On the philosophy of skydiving

Two weeks ago, I jumped out of a plane from 13,000 feet above land.

This was my third skydive, but the first time I felt no jittery nerves. It was just pure, unadulterated presence. As I jumped from the plane with a gentle nudge from my tandem instructor, what started as an adventure in seeking thrills quickly turned into a dive into the surreal calm of the present.

In so many ways, the experience mirrored key themes of my self-exploration journey this year — stepping out of my comfort zone, embracing uncertainty, and even temporarily surrendering control.

I’ve made meditation a daily practice, but this jump was the ultimate lesson in mindfulness with a total immersion in the present. Time seemed to bend and the usual chattering in my head faded into the background. This wasn’t just a physical free fall but a plunge into a state of consciousness where only the current second mattered.

Even as the parachute unfurled, this dance with the present continued. It wasn’t yet time for contemplation but a continuation of the flow state, albeit at a more relaxed pace than the 120 mph fall. The descent was a strangely tranquil experience. I felt a milder version of the overview effect — reported by astronauts who have viewed our planet from outer space. I can only describe it as a state of awe coupled with a deep appreciation for what we have here on Earth, including the marvels of modern technology.

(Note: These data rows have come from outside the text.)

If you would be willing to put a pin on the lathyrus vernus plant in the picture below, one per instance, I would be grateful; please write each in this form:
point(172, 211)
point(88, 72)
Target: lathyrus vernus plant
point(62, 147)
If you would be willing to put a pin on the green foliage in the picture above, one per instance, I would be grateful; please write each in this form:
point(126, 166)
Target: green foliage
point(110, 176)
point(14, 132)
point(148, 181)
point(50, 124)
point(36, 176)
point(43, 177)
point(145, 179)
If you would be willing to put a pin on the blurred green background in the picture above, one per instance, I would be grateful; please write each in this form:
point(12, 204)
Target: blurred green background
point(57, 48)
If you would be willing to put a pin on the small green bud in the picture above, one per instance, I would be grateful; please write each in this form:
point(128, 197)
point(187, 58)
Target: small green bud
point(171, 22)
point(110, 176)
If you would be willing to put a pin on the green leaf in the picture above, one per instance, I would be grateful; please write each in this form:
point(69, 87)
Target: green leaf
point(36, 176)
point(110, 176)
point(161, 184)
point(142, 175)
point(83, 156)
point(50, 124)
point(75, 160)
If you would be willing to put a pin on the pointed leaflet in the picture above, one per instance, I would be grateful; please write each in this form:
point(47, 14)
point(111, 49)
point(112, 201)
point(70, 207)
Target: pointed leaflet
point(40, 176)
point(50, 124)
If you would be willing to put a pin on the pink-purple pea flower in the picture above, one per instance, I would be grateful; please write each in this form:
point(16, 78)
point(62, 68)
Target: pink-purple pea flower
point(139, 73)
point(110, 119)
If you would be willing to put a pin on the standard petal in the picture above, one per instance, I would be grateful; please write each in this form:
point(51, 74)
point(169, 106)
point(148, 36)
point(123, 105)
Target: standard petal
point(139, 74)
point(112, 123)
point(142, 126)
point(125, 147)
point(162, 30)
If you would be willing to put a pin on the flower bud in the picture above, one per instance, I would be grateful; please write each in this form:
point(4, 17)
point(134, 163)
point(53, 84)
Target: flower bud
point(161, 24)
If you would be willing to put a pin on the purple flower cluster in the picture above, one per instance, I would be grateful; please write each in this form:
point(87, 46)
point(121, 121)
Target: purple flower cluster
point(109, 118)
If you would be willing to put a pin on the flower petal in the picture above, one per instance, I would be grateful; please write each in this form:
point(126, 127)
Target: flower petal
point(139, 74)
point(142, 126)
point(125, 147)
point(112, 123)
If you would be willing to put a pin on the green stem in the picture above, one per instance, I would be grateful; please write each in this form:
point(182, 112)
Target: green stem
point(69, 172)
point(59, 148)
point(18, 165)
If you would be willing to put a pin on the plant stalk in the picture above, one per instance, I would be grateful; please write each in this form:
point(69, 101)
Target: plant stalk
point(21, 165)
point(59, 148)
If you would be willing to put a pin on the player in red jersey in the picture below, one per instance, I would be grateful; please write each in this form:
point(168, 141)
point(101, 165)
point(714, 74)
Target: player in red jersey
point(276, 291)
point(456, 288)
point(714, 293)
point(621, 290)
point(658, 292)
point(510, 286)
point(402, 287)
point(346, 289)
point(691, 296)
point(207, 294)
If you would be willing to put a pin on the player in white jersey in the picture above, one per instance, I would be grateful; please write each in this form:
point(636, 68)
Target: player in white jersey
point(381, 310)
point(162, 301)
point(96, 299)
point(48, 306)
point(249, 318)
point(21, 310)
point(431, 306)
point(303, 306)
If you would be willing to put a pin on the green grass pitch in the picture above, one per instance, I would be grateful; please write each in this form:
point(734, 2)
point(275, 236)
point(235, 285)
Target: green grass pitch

When we finally touched down, there was a sense of returning from a different realm. I wondered how I could carry back the complete immersion and gratitude from moments ago into everyday life. What could I do to engage with relatively mundane moments in life in a way that feels like time stands still?

If skydiving was a philosophical practice, its purpose would be to discover the art of living in the moment, understand the balance between control and surrender, and embrace the beauty of the imperfect and transient.